The right pump of the heart is formed by the left ventricle and left atrium.


Study Notes

Ionic Basis of Ventricular Action Potential

  • Phase 0: Initial rapid depolarization due to Na+ inflow from opening of fast Na+ channels.
  • Phase 1: Brief initial repolarization due to opening of transient K+ channels.
  • Phase 2: Prolonged plateau due to balance between influx of Na+ and Ca+ and outflux of K+ from opening of slow Ca++-Na+ channels.
  • Phase 3: Rapid repolarization due to delayed opening of K+ channels.
  • Phase 4: Resting membrane potential of -100 mv.

Long Refractory Period

  • Cardiac muscle action potential has a long refractory period due to the plateau phase.
  • This ensures the heart cannot be re-stimulated during contraction phase.
  • Non-tentanizing, meaning the heart remains non-excitable for the entire contraction phase.
  • Prevents sustained state of contraction (tetanus) which could lead to stopping of circulation.
  • Absolute refractive period (ARP) and relative refractive period (RRP) occur during the plateau phase.
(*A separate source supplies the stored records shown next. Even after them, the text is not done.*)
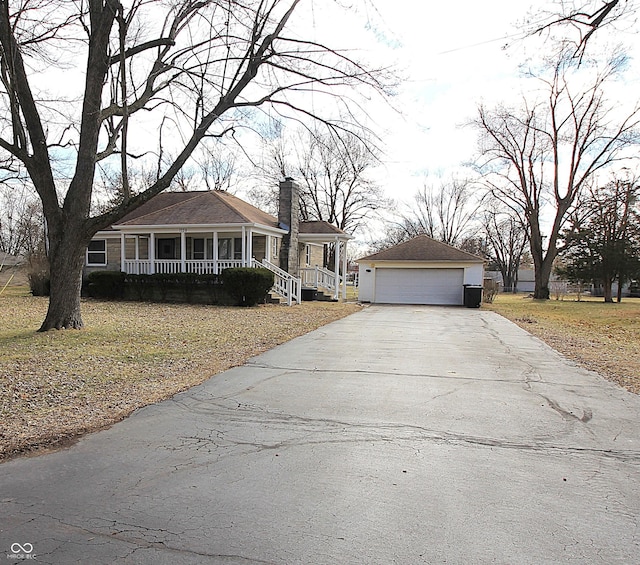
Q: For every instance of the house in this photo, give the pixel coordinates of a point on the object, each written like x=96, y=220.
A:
x=207, y=231
x=419, y=271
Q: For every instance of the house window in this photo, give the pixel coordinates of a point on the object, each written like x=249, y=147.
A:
x=97, y=252
x=225, y=248
x=166, y=248
x=237, y=248
x=198, y=249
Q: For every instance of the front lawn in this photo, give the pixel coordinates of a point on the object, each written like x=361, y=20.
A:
x=57, y=385
x=602, y=337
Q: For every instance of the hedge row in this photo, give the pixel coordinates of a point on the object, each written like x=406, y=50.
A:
x=237, y=286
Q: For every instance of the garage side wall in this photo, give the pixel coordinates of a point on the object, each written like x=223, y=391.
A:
x=366, y=282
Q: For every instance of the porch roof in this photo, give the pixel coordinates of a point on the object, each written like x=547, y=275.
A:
x=199, y=209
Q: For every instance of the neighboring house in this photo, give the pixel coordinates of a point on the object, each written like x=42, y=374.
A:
x=208, y=231
x=419, y=271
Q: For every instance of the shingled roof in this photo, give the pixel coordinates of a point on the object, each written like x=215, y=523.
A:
x=212, y=207
x=316, y=227
x=423, y=249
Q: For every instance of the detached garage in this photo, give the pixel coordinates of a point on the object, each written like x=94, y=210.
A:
x=419, y=271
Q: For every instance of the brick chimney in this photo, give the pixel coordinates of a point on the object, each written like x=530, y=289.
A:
x=289, y=219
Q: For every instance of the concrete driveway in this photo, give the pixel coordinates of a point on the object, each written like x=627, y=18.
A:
x=397, y=435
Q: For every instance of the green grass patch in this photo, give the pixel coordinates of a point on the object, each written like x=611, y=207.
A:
x=59, y=384
x=600, y=336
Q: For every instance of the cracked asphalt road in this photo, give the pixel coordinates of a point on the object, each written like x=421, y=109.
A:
x=397, y=435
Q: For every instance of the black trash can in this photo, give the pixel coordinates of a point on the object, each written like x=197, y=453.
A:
x=472, y=295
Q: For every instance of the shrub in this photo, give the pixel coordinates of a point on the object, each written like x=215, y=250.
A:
x=106, y=284
x=248, y=286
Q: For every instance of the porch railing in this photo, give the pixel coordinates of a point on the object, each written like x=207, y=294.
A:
x=319, y=277
x=170, y=266
x=286, y=285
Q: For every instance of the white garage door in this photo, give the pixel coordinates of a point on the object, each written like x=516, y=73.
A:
x=419, y=286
Properties of Cardiac Muscle

  • Contractility: ability to contract when stimulated by electrical impulse.
  • Two types of muscle contraction:
    • Isometric contraction: increases muscle tension without changing muscle length.
    • Heart has two major syncytium: atrial syncytium and ventricular syncytium.


  • Ability to respond to an electrical stimulus by generating an action potential followed by a contraction.
  • Resting membrane potential (RPM): electrical potential difference across the membrane under resting condition.
  • Action potential: rapid change in membrane potential that spreads rapidly along the membrane.
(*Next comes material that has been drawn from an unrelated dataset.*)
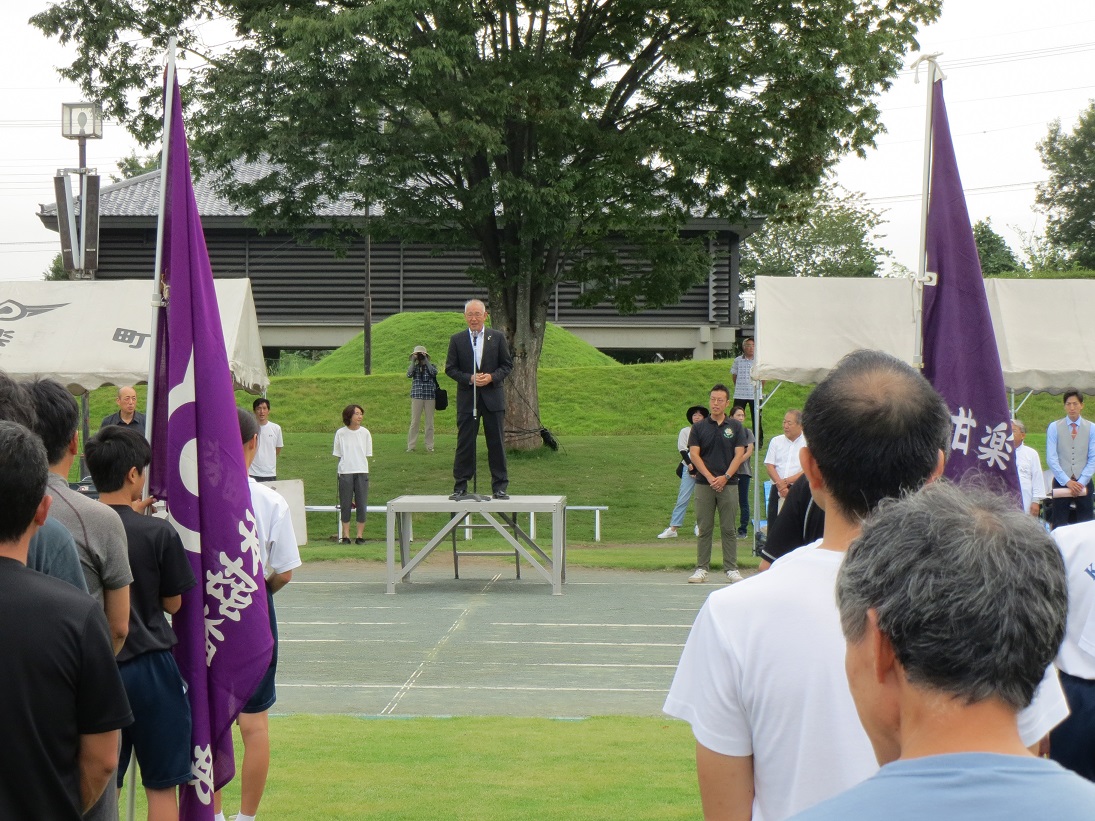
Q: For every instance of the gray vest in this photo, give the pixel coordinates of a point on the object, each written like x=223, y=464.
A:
x=1072, y=453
  • Ability to transmit an electrical stimulus from cell to cell throughout the myocardium.
  • Velocity of conduction:
    • SA Node: 1 m/sec.
    • AV Node: 0.05 m/sec.
    • Bundle of His: 1 m/sec.
    • Purkinje fibers: 4 m/sec.
  • SA Node initiates cardiac impulse, which spreads through atria to reach AV Node.
  • Conduction velocity slows down in AV Node, causing AV Nodal delay (120-200ms in human).
  • This delay allows for proper ventricular filling.
  • Block in transmission of impulse is known as "heart block".

Heart Pumps

  • The atrium and ventricles of the heart join together to form two major heart pumps:
    • Right pump: formed by right ventricle and right atrium.
    • Left pump: formed by left ventricle and left atrium.

Test your knowledge on the ionic basis of ventricular action potential phases, including rapid depolarization, plateau, and late rapid repolarization. Understand the role of Na+, K+, and Ca++ channels in each phase.